Initially, Brâncuși wanted to build a column with a bird on top to honour the heros of Romania, but he finally decided to adopt today’s version. Mathematical calculations have demonstrated that the height of the Endless Column (29,33 meters) related to the height of every module (180 cm) is 16,2, which is ten times the value of the Golden Number. The 16 modules of the column are like the beads of a rosary, symbolizing homage and gratitude for the ancestors who sacridiced their lives for their country. Brâncuși actually used the word „beads” when he talked about the modules of the Endless Column. (Brâncuși, Meridiane Publisher, Bucharest, 1980).
The modules of the Column also signify the sacred union of the masculine and the feminine, which endlessly perpetuates life through time and space, by creating new generations. And the sacred union of the Divine Masculine and the Divine Feminine gives birth to the Holy Ghost.
A Christian interpretation – The Christmas Tree with the Sun on top has a conical or pyramidal shape which symbolizes the evolution of the soul (spiral) at the time of the Birth of the Saviour, when the Teacher has come to show us the right way (the straight trunk of the tree).
Ascension Ladder, Column of the Sky, Shiva Lingam, Tree of Life, a representation of the Holy Ghost and Transcendence, of the communication between Sky and Earth? All these and much more are found in The Endless Column built by Brâncuși at Târgu Jiu, an artistic work of inestimable value which connects us to our ancestors and to the Ancestral Spirit of the world… because the archetypes are similar all over the world… they are the same all over the planet, as we can see in the examples above. The work of Constantin Brâncuși takes us back to source, to the archetypes and the primordial shapes to regain our spiritual dimension, and this gives Brâncuși a national and a universal value.
Two more pieces constitute the Ensemble at Târgu Jiu, dedicated to the heroes who died for the victory of Romania in World War I. The Table of Silence is a circular stone table surrounded by twelve seats shaped like hour-glasses, which symbolize the cosmic calendar of time and our solar system.
The Gate of Kiss, of Banpotoc travertine (marble), features the motiv of the Masculine-Feminine Union on the gate pillars. The Flow of Life (and the heroes’ transition to another life) occurs through The Gate of Kiss. The Ensemble was inaugurated on October 27, 1938.
It seems that Brâncuși received no payment for the monumental ensemble at Târgu Jiu. This was the artist’s gift for his beloved country.
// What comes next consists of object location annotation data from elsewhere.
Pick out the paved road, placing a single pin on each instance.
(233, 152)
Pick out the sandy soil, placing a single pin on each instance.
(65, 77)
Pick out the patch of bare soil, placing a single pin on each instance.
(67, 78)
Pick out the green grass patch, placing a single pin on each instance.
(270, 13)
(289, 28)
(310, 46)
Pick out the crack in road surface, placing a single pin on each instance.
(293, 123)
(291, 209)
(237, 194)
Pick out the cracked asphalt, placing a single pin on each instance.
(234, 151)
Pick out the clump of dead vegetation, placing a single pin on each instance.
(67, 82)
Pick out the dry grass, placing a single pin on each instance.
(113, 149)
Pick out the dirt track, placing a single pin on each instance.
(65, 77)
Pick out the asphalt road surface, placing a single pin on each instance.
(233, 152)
The Rejected Offer – At the end of his life, Constantin Brâncuși offered to the Romanian State 200 art works and his workshop in Paris. On March 7 1951, in a meeting presided by writer Mihail Sadoveanu, The Academy of the Popular Republic of Romania discussed this offer. Representative figures of the Romanian culture of the time were present at the meeting: George Călinescu, Iorgu Iordan, Camil Petrescu, Alexandru Rosetti, Al. Toma, George Oprescu, Jean Alexandru Steriadi, Victor Eftimiu, Geo Bogza, Alexandru Graur, Ion Jalea, Dumitru S. Panaitescu-Perpessicius and Krikor H. Zambaccian. The Academy members and intellectuals rejected Brâncuși’s offer on the grounds that he was „a member of decadent bourgeoisie”, and thus the workshop of Brâncuși in Paris was taken over by the French State! (information taken from Wikipedia). This is another example of the way in which communism has destroyed the cultural inheritance of Romania. The Academy members who voted to reject Brâncuși were terrorized by the Communist regime and they feared for their families and careers.